Who doesn't love Tegan and Sara? Who doesn't love Tillie Walden? I feel like I don't need to explain much here. But, alas. I'm very hit or miss with YA lit in general, mostly because - when it's bad, or even just mediocre - it feels a little too calculated and entirely too haughty. But I don't know if Tegan, Sara, or Tillie are even capable of such things, because their art has always been sincere. I'm eager to read the twins' take on their days of early adolescence. And, let's be honest, Tillie Walden could illustrate the phonebook and I'd stare at it.
The Vigil
Ram V, Lalit Kumar Sharma, Rain Beredo
DC Comics
May 16
With some hinting that they call themselves The Vigil. What were they after? Why did they intervene? Are there metas among us? Stay tuned for more/ /.../ /you are being watched./
Ok, a little bit of cheating here because my tardiness with producing this post allowed for this announcement to land before I completed my final draft. I'm farther away from superhero comics than I ever have been before - the only monthly I'm reading at this point is Ram V and Rafael Albuquerque's Detective Comics - but I'm very excited about the potential for new characters to enter the DC Universe. I'm skeptical of any diversity initiative from a faceless corporation such as whatever amalgamation DC's Warner parents have become at this point in terms of it being a hollow marketing idea, but I'll always be more optimistic about the inclusion of diverse voices within comics, and boy does this We Are Legends have some great names attached to projects. To double down, my beloved DC Universe is in dire need of new blood, and that doesn't mean just the tired retread of retconning a character to change their identity. No, I love the idea of introducing new characters with their own identities that can shine and flourish via the pen and ink of writers and artists who created those characters and understand exactly what they should be about. Moreover, I feel at this point that Ram V has earned must-buy status. He is one of the most complete writers in the industry, and from the moment he was given a chance to create new visions at DC, he brought a new version of Swamp Thing that is the freshest take on the character in twenty-plus years, and that uses Ram's own Indian heritage in an integral way.

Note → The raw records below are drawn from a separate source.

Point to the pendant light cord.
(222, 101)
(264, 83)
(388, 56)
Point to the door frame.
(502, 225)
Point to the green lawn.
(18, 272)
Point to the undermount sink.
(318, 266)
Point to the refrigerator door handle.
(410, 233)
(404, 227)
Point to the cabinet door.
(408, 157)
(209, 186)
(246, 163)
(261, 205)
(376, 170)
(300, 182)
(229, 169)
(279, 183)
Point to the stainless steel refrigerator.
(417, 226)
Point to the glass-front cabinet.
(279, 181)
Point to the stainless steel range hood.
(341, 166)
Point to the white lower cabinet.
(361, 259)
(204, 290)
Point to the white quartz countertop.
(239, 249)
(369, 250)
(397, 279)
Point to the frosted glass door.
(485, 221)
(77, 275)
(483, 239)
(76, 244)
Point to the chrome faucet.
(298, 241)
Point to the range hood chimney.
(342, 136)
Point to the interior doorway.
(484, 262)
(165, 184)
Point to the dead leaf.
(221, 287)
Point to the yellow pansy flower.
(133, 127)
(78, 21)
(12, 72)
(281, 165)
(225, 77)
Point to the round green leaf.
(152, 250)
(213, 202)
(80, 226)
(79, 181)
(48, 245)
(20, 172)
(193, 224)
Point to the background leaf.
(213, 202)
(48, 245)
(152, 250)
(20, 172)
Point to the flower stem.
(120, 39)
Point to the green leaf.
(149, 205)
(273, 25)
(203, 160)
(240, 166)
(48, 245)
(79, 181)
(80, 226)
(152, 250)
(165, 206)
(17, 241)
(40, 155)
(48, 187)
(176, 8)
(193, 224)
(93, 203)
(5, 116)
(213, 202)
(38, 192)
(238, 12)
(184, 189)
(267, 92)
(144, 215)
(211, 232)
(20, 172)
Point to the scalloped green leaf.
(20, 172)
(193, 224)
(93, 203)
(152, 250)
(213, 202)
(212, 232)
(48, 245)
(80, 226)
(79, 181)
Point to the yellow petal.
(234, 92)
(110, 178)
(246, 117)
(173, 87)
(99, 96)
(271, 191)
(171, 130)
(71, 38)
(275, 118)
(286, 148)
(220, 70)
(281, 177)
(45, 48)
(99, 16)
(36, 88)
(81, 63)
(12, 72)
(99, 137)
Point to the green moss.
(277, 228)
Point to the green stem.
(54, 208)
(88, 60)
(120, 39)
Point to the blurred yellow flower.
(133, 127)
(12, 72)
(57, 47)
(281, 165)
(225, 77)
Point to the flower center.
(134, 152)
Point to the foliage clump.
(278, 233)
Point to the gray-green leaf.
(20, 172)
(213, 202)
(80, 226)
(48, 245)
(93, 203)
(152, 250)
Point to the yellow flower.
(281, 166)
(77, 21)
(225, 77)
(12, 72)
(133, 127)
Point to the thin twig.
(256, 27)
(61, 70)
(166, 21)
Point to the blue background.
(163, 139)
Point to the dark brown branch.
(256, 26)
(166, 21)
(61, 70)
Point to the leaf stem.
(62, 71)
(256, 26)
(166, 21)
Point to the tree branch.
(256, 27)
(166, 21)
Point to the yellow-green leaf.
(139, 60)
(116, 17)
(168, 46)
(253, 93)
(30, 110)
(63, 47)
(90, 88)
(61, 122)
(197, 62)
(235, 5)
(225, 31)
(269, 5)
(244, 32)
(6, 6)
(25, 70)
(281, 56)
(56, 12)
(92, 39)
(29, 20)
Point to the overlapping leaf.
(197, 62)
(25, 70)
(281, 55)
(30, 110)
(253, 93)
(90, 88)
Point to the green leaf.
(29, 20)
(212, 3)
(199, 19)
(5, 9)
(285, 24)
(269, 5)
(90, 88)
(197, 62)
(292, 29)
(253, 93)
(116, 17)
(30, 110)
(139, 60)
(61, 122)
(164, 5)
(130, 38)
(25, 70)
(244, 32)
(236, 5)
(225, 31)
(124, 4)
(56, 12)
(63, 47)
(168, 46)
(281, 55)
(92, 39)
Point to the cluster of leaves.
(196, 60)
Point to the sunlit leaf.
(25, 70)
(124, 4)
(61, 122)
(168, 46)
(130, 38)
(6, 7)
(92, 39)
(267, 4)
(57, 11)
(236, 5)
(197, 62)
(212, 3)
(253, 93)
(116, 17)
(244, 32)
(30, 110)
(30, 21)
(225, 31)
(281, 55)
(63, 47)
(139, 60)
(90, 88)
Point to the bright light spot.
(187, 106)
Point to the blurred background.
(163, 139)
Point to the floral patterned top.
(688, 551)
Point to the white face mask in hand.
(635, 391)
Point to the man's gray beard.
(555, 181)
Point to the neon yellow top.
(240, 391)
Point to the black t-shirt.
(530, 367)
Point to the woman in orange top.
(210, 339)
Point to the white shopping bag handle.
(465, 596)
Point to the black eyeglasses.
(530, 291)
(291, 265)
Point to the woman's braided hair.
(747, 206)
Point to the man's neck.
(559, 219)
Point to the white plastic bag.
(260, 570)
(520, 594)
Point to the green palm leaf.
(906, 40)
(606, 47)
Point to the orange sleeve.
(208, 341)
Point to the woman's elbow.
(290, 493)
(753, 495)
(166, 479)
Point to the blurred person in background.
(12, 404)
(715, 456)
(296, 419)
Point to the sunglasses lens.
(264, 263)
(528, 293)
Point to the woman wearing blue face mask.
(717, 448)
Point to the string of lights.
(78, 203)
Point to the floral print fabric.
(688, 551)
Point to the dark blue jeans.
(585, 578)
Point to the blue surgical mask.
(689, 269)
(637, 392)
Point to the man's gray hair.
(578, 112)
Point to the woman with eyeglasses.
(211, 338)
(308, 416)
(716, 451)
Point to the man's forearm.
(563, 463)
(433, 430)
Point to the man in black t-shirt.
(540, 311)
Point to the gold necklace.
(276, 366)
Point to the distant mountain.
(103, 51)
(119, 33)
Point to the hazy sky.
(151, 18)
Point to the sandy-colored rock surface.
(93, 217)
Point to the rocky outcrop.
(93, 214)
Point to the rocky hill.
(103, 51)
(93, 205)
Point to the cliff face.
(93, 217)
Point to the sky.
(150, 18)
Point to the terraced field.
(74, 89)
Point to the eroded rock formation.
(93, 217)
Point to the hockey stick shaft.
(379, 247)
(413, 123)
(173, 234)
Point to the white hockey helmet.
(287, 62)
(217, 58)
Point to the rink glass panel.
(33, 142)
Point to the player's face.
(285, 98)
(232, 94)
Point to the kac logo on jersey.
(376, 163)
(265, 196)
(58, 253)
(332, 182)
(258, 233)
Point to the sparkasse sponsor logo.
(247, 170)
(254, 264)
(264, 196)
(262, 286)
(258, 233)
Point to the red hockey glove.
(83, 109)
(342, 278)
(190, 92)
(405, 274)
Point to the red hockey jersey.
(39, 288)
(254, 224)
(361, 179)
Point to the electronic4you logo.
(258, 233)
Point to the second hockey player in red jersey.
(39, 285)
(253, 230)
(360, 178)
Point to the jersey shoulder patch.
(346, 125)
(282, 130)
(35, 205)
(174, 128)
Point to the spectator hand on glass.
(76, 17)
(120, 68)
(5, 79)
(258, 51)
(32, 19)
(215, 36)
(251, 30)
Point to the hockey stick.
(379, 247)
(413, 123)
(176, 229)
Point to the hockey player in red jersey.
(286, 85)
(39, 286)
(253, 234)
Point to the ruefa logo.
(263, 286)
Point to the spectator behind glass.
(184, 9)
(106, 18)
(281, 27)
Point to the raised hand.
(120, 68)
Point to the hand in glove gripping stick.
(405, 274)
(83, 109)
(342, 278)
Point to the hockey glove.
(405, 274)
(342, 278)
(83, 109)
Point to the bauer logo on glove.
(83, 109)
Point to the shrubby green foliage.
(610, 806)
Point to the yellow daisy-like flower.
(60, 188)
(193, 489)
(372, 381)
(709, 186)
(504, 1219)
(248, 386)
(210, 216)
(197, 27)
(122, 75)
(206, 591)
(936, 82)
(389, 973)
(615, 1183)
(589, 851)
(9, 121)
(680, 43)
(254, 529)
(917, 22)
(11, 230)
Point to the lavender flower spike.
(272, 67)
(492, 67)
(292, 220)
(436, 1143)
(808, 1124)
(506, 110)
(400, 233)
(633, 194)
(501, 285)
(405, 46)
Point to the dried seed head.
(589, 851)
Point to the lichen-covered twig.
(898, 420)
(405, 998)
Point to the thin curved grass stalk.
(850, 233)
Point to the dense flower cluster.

Ok, so what'd I miss? Plenty, I'm sure.
I Am The Law by Michael Molcher is already on shelves and isn't technically a graphic novel, but it's certainly worth a read. Where I'm Coming From by Barbara Brandon-Croft is also already likely in your reading pile, but grab it if it isn't. Kent State isn't new, but Derf's masterpiece arrives in paperback and should be a must-buy if you haven't had the chance to read it or, like me, don't actually own it because the library is so great. Of course, you should read Marry Me a Little by the wonderful Rob Kirby. Ditto for Roaming by Jillian and Mariko Tamaki. Both books entered my radar a little late in the game. I'm going to read Crimson Quays, but it didn't happen to crack the top 23. Cest la vie. Superheroes have little appeal to me anymore as discussed above, but the kinds of series that do are Silver Surfer: Ghost Light and I Am Iron Man. Before you were spoiled by The Wire, I was spoiled by Homicide: Life on the Streets, so I'm definitely picking up that graphic novel adaptation.
Enjoy 2023, my friends. I hope the impending Spring brings a rebirth for you in all the ways you need.